Nextflow: publishDir, output channels, and output subdirectories

Question

I've been trying to learn how to use Nextflow and come across an issue with adding output to a channel as I need the processes to run in an order. I want to pass output files from one of the output subdirectories created by the tool (ONT-Guppy) into a channel, but can't seem to figure out how.

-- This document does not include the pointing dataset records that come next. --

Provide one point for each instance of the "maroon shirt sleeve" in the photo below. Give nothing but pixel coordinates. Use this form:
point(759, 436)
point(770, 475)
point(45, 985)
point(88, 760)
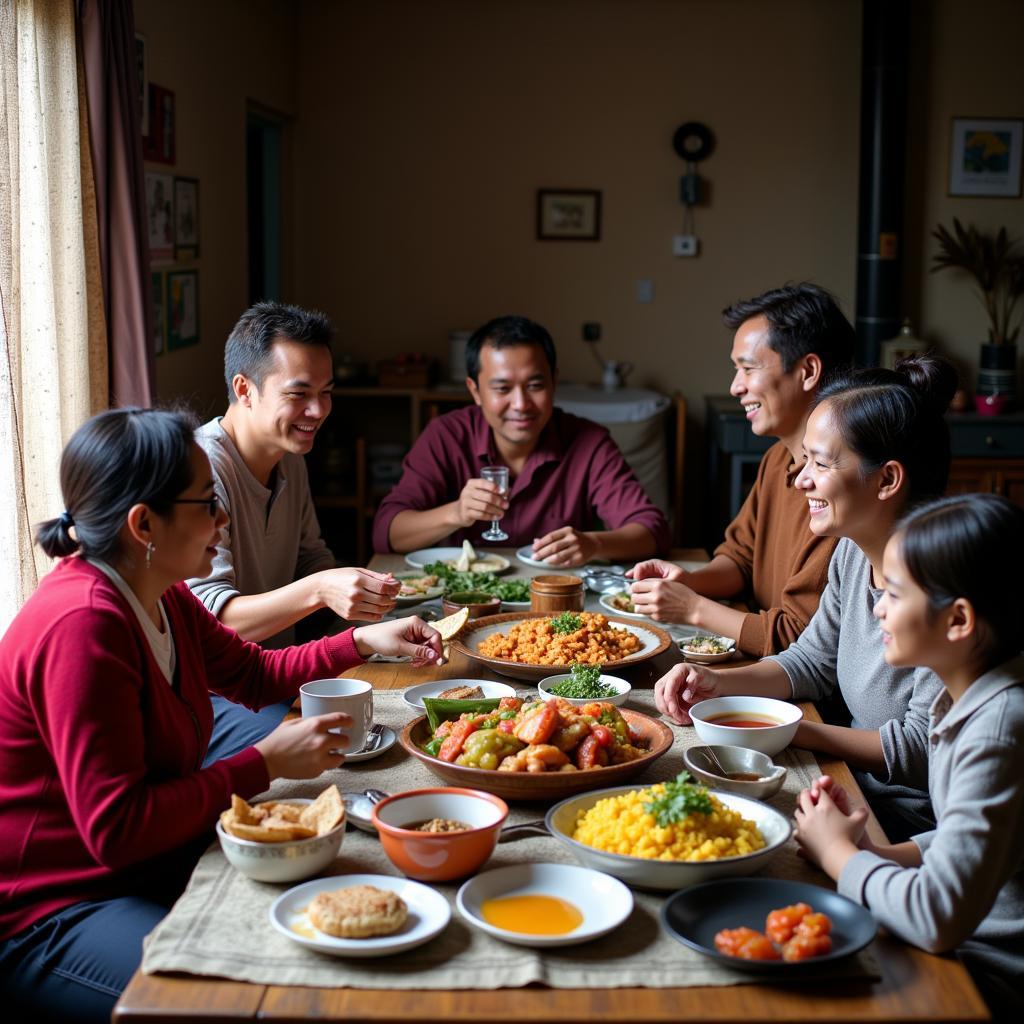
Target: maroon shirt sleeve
point(432, 474)
point(617, 496)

Here is the nextflow process in question:

process GupcallBases {
    publishDir "$params.P1_outDir", mode: 'copy', pattern: "pass/*.bam"
    
    executor = 'pbspro'
    clusterOptions = "-lselect=1:ncpus=${params.P1_threads}:mem=${params.P1_memory}:ngpus=1:gpu_type=${params.P1_GPU} -lwalltime=${params.P1_walltime}:00:00"
     
    output:
    path "*.bam" into bams_ch
            
    script:
    """
    module load cuda/11.4.2
    singularity exec --nv $params.Gup_container \
            guppy_basecaller --config $params.P1_gupConf \
            --device "cuda:0" \
            --bam_out \
            --recursive \
            --compress \
            --align_ref $params.refGen \
            -i $params.P1_inDir \
            -s $params.P1_outDir \
            --gpu_runners_per_device $params.P1_GPU_runners \
            --num_callers $params.P1_callers
    """
}

The output of the process is something like this:

$params.P1_outDir/pass/(lots of bams and fastqs)
$params.P1_outDir/fail/(lots of bams and fastqs)
$params.P1_outDir/(a few txt and log files)

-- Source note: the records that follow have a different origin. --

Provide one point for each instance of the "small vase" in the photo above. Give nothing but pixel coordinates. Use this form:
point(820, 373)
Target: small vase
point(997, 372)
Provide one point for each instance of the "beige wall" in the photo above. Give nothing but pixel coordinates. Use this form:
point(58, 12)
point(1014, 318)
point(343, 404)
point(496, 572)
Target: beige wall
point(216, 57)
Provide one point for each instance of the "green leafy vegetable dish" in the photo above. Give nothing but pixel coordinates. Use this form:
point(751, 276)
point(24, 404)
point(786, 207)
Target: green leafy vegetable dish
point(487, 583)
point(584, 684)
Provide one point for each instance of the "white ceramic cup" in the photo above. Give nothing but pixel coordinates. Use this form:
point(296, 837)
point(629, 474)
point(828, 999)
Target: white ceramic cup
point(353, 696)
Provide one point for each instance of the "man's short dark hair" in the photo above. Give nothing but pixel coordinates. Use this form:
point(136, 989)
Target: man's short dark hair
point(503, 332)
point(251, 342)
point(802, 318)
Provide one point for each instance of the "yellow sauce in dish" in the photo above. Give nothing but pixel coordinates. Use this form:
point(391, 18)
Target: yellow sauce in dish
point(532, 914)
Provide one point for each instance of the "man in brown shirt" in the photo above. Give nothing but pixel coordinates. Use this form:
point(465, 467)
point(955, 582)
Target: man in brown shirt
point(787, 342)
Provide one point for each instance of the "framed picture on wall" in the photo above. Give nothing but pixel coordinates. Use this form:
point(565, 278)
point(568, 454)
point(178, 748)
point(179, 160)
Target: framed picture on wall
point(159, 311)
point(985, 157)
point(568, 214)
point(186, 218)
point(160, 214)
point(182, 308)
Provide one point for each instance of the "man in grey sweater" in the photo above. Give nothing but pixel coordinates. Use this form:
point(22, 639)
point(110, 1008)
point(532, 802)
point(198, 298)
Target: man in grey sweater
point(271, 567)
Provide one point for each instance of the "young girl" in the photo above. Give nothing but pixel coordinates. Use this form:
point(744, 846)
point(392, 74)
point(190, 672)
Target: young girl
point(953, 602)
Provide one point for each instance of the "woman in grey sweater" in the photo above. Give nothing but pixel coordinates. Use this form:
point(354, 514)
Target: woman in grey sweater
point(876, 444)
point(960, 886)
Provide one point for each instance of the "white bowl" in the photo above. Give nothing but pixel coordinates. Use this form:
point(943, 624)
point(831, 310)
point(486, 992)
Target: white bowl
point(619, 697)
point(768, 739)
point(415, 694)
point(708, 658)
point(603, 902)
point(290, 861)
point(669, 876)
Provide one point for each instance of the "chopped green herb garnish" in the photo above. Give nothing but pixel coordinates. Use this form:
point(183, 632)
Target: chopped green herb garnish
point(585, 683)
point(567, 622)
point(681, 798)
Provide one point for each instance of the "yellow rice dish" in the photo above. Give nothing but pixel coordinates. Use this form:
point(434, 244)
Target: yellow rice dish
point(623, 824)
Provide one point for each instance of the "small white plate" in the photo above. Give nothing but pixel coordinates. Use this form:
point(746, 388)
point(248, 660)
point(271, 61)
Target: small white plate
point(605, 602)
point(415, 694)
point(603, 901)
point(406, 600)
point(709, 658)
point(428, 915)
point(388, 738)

I only want to keep the bam files in $params.P1_outDir/pass/, hence trying to use the pattern = "pass/*.bam, but I've tried a few other patterns to no avail.

The output syntax was chosen since once this process is done, using the following channel works:

//    Channel
//      .fromPath("${params.P1_outDir}/pass/*.bam")
//      .ifEmpty { error "Cannot find any bam files in ${params.P1_outDir}" }
//      .set { bams_ch }

But the problem is if I don't pass the files into the output channel of the first process, they run in parallel. I could simply be missing something in the extensive documentation in how to order processes, which would be an alternative solution.

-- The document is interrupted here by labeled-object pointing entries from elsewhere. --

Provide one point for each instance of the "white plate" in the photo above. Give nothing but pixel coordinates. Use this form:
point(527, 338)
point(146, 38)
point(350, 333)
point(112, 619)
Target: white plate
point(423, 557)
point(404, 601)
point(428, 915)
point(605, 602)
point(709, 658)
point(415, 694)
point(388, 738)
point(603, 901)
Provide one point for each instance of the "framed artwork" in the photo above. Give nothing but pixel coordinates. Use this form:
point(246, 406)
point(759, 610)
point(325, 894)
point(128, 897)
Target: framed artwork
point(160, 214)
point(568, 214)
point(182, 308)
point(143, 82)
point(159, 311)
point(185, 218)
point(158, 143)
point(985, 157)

Edit: I forgo to add the error message which is here: Missing output file(s) `*.bam` expected by process `GupcallBases` and the $params.P1_outDir/ contains the subdirectories and all the log files despite the pattern argument.

Thanks in advance.

Steve · Accepted Answer

Nextflow processes are designed to run isolated from each other, but this can be circumvented somewhat when the command-line input and/or outputs are specified using params. Using params like this can be problematic because if, for example, a params variable specifies an absolute path but your output declaration expects files in the Nextflow working directory (e.g. ./work/fc/0249e72585c03d08e31ce154b6d873), you will get the 'Missing output file(s) expected by process' error you're seeing.

The solution is to ensure your inputs are localized in the working directory using an input declaration block and that the outputs are also written to the work dir. Note that only files specified in the output declaration block can be published using the publishDir directive.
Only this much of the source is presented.